Overall the Finnish investment market is small but has seen improved liquidity in recent years. The structure of the Finnish property investment market changed considerably after the recession of the early 1990s, when the banks’ former strong hold was substantially weakened.
At the end of 1995 the property investments of pension insurance companies stood at e2.9bn, by the end of 2003 this had risen to e7.5bn. It is now estimated that the major pension insurance companies’ real estate portfolios make up between eight-20% of their total investment portfolio.
During 2003, investment activity was relatively high mainly due to investors’ long-term confidence in the Finnish economy combined with an attractive yield. Domestic investors, such as the larger institutions, were net sellers. On the purchaser side, pension funds, listed property companies and foreign investors dominated the market. Indeed, during 2004, international investors have so far accounted for around 50% of the value of all major transactions, with the majority of investor activity focused on the Helsinki area with offices, followed by retail, dominating. Prior to 2002 there were no significant foreign investors in the Finnish property market.

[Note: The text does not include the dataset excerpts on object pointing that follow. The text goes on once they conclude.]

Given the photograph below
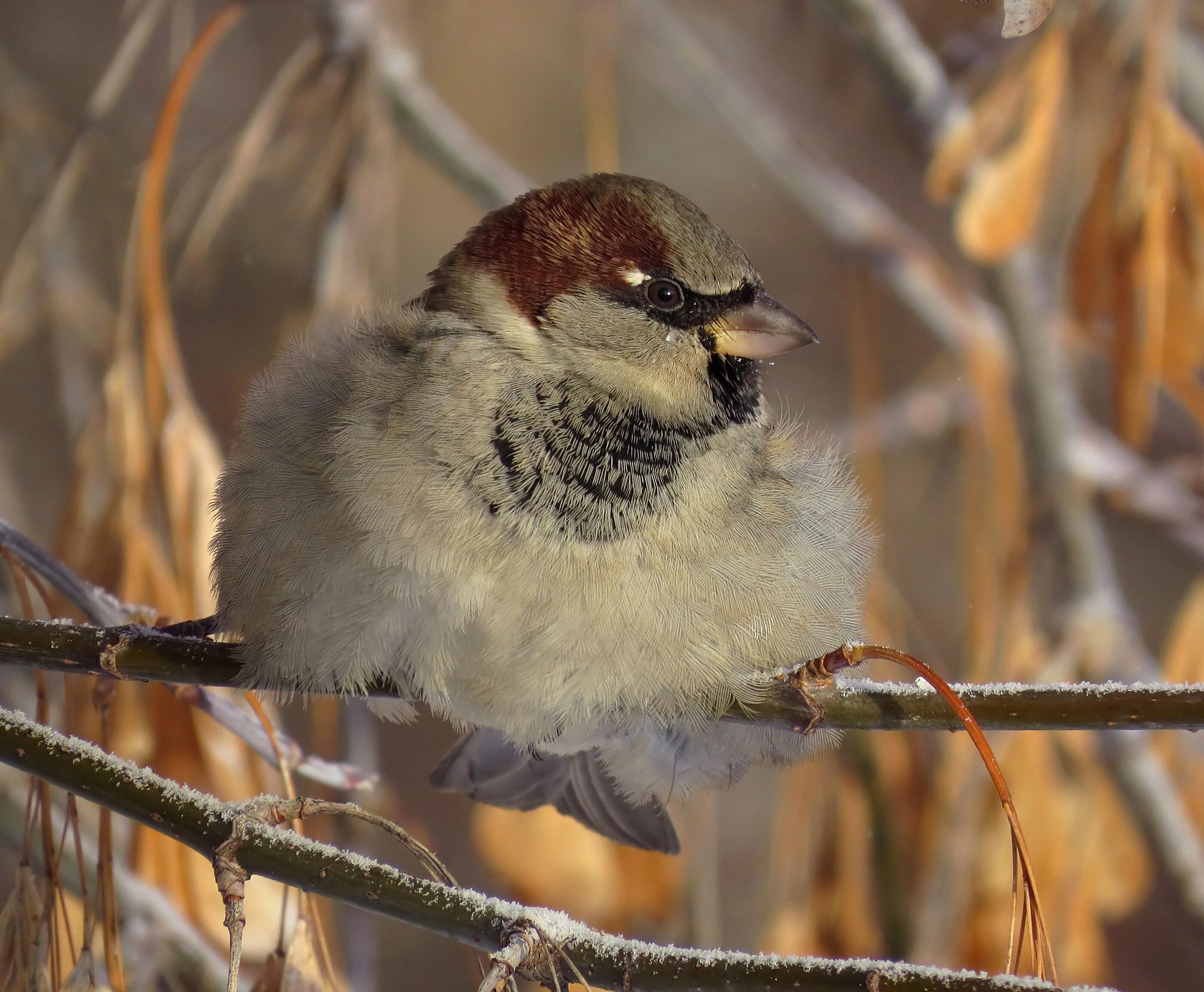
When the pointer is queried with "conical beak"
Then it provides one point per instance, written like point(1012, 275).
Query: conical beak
point(760, 330)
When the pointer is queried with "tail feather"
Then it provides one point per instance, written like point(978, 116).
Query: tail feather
point(487, 767)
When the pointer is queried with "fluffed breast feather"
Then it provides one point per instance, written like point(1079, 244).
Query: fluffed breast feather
point(358, 540)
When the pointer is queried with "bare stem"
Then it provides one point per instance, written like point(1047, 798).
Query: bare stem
point(605, 961)
point(145, 654)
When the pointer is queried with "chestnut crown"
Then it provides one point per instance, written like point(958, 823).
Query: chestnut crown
point(633, 241)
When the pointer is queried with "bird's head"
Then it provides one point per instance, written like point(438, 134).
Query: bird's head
point(627, 283)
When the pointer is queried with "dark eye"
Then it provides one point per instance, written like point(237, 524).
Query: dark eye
point(665, 294)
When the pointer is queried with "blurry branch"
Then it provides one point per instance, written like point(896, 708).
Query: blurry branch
point(849, 212)
point(144, 909)
point(605, 961)
point(1186, 62)
point(883, 31)
point(249, 151)
point(148, 655)
point(105, 609)
point(1117, 647)
point(431, 126)
point(1097, 456)
point(21, 274)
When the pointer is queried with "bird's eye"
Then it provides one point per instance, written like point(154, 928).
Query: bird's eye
point(665, 294)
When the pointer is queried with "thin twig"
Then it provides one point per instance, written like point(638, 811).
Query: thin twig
point(148, 655)
point(431, 126)
point(1142, 779)
point(204, 824)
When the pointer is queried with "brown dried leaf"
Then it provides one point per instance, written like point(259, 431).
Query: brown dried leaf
point(299, 970)
point(971, 139)
point(1004, 196)
point(1141, 358)
point(1021, 17)
point(791, 932)
point(1100, 240)
point(22, 958)
point(82, 978)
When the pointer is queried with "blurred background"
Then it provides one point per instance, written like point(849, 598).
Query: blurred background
point(1001, 244)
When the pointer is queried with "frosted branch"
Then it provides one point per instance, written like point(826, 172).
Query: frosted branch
point(606, 961)
point(148, 655)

Some recent major international property transactions have included the sale of Polar Real Estate to the German property company IVG for e450m, the sale of Ilmarinen´s retail portfolio to Doughty Hanson for e350m and the sale of Nordea Bank’s three individual portfolios to three different foreign investors totalling more than e1bn. The most active foreign investors into Finnish property to date have been from Great Britain, France, USA, Germany, The Netherlands, Israel and Denmark.
Arno Jaulas is a partner at DTZ in Finland
Answering a taxing question
The Finnish property market has been asking for a tax transparent investment vehicle for several years and in 1997 legislation was passed making it possible to establish property funds. However, to date, no funds have been set up and this is largely down to taxation reasons. At present the legislation does not allow the funds to be tax neutral, both the fund and shareholder are taxable on earnings. Therefore it makes more sense currently to own the property directly, thus avoiding the double taxation.

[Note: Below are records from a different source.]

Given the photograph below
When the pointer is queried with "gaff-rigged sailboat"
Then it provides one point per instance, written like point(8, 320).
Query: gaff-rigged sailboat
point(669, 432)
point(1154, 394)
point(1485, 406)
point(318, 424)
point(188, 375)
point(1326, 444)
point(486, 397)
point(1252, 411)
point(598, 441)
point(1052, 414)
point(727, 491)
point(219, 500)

The discussion concerning the most efficient way to use property funds to channel investment into the Finnish property market, has long been debated. From international experiences the most efficient property fund model appears to involve the use of a limited company, whereby the fund is exempt from tax, provided certain prerequisites are fulfilled.
The key players in the Finnish market want to create a system which would enable funds to publicly list, if appropriate. This would bring with it a degree of transparency and flexibility, the fund would be obliged to distribute most of its earnings as dividends and the whole process would be under close scrutiny from the financial authorities. A system with no stringent restraints on the employment of borrowed capital would also be popular.
The ministry of finance set up a working group to look at these issues in November 2003. The Group has looked at the structure and taxation of property fund models in use abroad. It is due to issue its interim report shortly, with the final report expected in May 2005 – however preliminary findings show that the main issues of structure and taxation remain largely unresolved.